In the experiment, the angle \(\theta\) and the voltage are measured; all the other terms are constants. If the error on the angle is \(\sigma_\theta\) and on the voltage \(\sigma_V\)V, what is the variance on \(d\)? Express the result in terms of \(d^2\).

Strategy: Use equation 20, and differentiate in terms of \(\theta\) and \(V\). Simplify and substitute for \(d\).

Q2 Electrode potential#

The electrode potential \(E\) of a reaction \(A_{ox} + ne^- \to A^-_{red}\) is measured to obtain the ratio of activities of oxidized to reduced species, \(Q = a_{red} /a_{ox}\) via the Nernst equation,

\[\displaystyle E=E^\ominus -\frac{RT}{nF}\ln\left(\frac{a_{red}}{a_{ox}}\right)\]

(a) If the standard deviation of the measured potential is \(\sigma_E\) and \(\sigma_T\) on the temperature, calculate how these affect the measured ratio of activities. Simplify the answer.

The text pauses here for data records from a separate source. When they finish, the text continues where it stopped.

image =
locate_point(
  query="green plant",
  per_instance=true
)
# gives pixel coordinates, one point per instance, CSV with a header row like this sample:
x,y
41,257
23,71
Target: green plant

(b) At a given temperature, where will the standard deviation be smallest?

Q3 Molecular beam#

Barlow (1989) gives an example of errors in a tracking chamber measured in cylindrical polar coordinates, and how they are related to errors in \(x, y\), and \(z\). This question examines a similar situation. In a molecular beam experiment, molecules are photo-dissociated and the image of the fragments, ions, or electrons is observed on a CCD camera at angle \(\theta\) and distance \(r\) from the origin at the centre of the detector, figure 6. This is also in the \(x-y\) plane. There is an error in both \(\theta\) and \(r\) because the laser source has a certain size, and dissociation occurs from a finite volume in space, and because the molecules are themselves moving.

Calculate the error in \(x\) and \(y\) on the surface of the CCD camera.

The cylindrical polar coordinates have to be converted to Cartesians and the conversions are \(x = r\cos(\theta), y = r\sin(\theta)\), and \(z = z\). As the distance to the detector is large and fixed, assume that there is no error in \(z\), and ignore this in the calculation.


Figure 6. Geometry of a molecular beam photo-dissociation experiment and a sketch of an image as it might appear on a CCD camera. The oval shape is a consequence of the polarization of the absorption and rate of dissociation.

Strategy: Write down the \(G\) matrix, which is also the Jacobian transformation between Cartesian and polar coordinates (see Chapter 4.11), and multiply out the matrices.